DIE ZEIT

Truman zeigt sich nicht mehr besorgt darüber, daß

DPA, das Amt für Preisverwaltung, immer mehr dahinsiecht. Welche Aufregung herrschte, als dies Amt Ende Juni durch das neue Gesetz in seinen Funktionen so beschnitten wurde, daß die Preiskontrolle praktisch aufhörte, und die inflatorischen Kräfte sich frei hätten entfalten können! Der Präsident legte sein Veto ein. Das neue Gesetz vom 25. Juli gab die Entscheidungen in die Hände eines Kontrollamtes. Immer deutlicher zeigt sich nun, daß dieses keineswegs am Preisstop festhalten will, sondern seine Aufgabe nur darin sieht, den Preisauftrieb zu lenken und in gewissen Grenzen zu halten.

Die drei Mitglieder des Kontrollamtes, der Bankier Thompson, der Papierindustrielle Mead und der Schatzamtsbeamte Bell, sind der Ansicht, daß im freien Spiel der Kräfte am ehesten ein Ausgleich: erzielt wird, und daß die Behörden nur die Aufgabe hätten, Reibungen zwischen den Interessen der öffentlichen Hand und denen der Privatwirtschaft auszugleichen und zu beseitigen. Preispolitisch neigen sie der Ansicht zu, daß zwischen Geld und Ware ein Gleichgewicht nur durch ein Ansteigen der Preise herbeigeführt werden könne, dies aber im Interesse der Allgemeinheit gezügelt werden müsse.

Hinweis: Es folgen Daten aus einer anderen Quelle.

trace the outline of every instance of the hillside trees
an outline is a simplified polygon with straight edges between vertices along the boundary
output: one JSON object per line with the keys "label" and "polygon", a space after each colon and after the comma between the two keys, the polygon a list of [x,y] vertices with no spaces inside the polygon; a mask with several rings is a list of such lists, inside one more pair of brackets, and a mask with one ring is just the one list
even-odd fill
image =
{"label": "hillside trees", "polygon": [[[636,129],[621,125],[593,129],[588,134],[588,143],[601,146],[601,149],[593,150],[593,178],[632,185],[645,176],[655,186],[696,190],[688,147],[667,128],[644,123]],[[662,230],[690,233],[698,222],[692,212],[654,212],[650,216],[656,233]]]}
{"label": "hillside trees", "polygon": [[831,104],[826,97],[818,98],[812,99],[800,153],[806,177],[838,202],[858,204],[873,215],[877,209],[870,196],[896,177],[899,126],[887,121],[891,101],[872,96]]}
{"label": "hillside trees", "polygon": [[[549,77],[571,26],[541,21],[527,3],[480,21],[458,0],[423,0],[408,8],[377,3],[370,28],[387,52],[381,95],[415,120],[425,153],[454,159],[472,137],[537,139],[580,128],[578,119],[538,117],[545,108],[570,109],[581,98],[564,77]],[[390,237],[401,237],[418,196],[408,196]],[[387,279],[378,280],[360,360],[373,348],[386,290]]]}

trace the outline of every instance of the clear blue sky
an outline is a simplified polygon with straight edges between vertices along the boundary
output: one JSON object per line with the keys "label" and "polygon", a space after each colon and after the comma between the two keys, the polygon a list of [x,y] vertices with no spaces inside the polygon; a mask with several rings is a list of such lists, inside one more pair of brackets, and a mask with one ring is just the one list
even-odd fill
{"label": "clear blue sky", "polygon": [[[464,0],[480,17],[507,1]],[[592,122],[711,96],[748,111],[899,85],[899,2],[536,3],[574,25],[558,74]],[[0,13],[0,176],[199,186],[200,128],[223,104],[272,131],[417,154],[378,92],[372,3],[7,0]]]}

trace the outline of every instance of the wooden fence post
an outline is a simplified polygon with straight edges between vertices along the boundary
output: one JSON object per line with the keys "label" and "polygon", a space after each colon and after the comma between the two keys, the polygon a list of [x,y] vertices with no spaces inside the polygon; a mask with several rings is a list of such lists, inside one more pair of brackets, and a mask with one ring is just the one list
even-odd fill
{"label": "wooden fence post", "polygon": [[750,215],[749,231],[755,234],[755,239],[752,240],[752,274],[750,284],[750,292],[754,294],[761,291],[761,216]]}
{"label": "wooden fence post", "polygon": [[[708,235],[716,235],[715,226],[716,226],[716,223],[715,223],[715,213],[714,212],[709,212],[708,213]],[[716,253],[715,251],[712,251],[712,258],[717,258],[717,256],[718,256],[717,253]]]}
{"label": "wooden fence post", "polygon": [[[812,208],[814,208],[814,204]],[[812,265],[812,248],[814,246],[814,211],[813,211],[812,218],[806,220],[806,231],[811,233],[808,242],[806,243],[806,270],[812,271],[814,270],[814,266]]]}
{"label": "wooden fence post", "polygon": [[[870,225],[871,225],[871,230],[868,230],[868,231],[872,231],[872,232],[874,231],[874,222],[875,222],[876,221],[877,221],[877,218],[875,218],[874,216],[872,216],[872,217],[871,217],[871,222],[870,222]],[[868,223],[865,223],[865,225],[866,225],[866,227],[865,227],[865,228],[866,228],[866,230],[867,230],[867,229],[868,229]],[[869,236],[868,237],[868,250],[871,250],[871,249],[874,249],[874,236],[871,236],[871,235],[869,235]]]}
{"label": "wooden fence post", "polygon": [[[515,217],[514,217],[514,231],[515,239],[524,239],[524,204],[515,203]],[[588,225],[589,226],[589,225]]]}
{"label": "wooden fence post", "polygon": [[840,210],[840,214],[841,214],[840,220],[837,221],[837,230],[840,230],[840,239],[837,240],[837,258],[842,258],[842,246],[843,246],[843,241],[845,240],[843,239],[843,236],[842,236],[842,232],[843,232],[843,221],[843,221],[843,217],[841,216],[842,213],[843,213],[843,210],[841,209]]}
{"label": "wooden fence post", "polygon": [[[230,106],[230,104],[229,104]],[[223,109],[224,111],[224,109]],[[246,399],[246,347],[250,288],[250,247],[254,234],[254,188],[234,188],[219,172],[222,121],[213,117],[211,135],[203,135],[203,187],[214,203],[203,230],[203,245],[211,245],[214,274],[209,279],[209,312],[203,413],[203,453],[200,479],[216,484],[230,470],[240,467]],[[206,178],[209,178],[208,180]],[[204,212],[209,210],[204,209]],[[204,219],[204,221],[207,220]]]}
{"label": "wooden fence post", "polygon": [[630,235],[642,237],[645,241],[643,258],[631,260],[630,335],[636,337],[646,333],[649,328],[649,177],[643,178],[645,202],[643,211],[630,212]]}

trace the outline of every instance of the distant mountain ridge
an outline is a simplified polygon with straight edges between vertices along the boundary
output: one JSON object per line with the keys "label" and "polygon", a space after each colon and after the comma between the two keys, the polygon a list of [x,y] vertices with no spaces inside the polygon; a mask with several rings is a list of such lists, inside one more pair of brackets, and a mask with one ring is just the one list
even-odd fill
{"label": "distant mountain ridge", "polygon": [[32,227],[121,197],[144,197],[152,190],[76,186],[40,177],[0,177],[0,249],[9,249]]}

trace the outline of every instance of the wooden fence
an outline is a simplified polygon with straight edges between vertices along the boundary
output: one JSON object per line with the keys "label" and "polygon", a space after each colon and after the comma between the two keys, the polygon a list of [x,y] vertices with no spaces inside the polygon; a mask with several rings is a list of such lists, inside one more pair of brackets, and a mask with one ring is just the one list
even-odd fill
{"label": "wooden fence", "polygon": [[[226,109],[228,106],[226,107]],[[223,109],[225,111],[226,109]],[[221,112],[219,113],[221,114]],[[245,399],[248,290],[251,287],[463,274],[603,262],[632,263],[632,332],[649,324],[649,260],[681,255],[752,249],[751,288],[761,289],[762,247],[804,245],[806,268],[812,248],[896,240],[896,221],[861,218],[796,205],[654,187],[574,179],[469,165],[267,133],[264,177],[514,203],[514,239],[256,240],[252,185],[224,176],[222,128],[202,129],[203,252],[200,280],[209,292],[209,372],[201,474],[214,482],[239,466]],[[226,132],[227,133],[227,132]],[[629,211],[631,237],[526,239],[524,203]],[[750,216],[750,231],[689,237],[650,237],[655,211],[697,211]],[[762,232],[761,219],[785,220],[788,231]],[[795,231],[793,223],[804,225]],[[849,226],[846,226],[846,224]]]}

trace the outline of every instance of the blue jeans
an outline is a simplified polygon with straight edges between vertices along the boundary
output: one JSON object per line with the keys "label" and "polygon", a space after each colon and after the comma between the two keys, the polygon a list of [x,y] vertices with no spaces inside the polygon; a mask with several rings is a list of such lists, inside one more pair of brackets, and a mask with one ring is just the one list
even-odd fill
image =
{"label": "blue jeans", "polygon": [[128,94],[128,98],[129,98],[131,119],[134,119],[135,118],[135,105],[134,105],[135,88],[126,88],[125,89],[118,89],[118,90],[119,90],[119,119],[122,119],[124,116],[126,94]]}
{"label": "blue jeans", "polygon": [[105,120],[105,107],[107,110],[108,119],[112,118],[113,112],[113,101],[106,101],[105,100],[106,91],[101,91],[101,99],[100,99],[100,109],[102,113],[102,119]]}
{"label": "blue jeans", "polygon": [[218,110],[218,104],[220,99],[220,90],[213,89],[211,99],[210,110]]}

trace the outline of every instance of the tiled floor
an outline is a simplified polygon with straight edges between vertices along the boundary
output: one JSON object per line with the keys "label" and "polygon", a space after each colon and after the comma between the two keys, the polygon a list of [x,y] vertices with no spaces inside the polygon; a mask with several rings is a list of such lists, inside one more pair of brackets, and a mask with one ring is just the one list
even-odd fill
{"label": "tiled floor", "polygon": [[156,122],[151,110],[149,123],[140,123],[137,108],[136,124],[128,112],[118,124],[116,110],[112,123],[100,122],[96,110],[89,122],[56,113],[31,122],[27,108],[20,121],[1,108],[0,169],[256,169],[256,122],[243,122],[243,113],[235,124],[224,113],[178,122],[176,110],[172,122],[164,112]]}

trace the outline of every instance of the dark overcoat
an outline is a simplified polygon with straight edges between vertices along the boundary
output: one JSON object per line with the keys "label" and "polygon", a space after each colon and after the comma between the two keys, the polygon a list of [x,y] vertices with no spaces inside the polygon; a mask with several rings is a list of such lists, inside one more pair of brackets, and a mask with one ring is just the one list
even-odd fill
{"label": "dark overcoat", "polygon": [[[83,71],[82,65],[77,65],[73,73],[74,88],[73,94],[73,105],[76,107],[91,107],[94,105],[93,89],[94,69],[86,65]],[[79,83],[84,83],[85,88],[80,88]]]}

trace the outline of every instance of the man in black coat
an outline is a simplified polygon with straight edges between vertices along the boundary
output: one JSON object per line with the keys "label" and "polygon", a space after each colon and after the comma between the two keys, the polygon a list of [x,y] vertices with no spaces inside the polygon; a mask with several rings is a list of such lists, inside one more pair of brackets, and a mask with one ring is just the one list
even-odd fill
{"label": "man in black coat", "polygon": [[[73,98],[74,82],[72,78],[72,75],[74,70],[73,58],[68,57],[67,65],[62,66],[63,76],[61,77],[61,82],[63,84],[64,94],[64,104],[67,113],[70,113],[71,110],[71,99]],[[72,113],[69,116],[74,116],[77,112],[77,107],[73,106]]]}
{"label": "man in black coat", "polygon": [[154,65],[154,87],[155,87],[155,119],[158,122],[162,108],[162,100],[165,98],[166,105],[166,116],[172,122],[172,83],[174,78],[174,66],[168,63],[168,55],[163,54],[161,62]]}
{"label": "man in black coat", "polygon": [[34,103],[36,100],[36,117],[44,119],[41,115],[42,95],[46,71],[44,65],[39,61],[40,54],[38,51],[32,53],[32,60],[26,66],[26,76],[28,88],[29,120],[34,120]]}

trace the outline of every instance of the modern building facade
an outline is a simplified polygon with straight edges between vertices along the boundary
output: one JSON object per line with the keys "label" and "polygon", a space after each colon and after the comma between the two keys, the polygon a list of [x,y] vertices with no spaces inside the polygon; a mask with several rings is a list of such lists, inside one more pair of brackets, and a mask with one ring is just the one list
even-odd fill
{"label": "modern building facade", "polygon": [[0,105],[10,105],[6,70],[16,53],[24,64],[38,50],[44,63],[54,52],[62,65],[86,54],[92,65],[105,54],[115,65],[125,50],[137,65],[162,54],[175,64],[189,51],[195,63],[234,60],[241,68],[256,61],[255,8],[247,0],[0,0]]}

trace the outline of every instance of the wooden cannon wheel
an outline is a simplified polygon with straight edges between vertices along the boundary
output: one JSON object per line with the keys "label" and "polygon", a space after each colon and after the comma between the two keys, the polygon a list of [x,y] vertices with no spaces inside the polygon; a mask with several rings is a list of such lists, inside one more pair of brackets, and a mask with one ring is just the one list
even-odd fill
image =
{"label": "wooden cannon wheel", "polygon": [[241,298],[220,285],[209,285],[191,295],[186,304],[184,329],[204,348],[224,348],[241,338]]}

Der Vorteil dieser Lösung sei auch darin zu sehen, daß Preissteigerungen ein Anreiz für die Produktion seien.

Das Gespenst der Preiserhöhungen hat seinen Schrecken verloren Die sensationellen Meldungen über Preissteigerungen gehören der Vergangenheit an. Sie betrafen Einzelfälle. Die Lebenshaltungskosten sind seit Ende Juni um nur wenig mehr als 10 Prozent gestiegen. Weitere Preiserhöhungen sind für knappe Produkte, wie Fleisch, und für einige einzuführende, wie Papier, zu erwarten; während dagegen die gute Ernte und das Ansteigen der Produktion vieler Gebrauchsgüter auf anderen Gebieten eine Preissenkung erhoffen läßt. Entsprechend sind die ersten Entscheidungen des Kontrollamtes. Die Preiskontrolle wurde wiedereingeführt für Fleisch, Sojabohnen und Erzeugnisse aus Baumwollsaat. dagegen endgültig aufgehoben für Getreide aller Art und für Molkereiprodukte.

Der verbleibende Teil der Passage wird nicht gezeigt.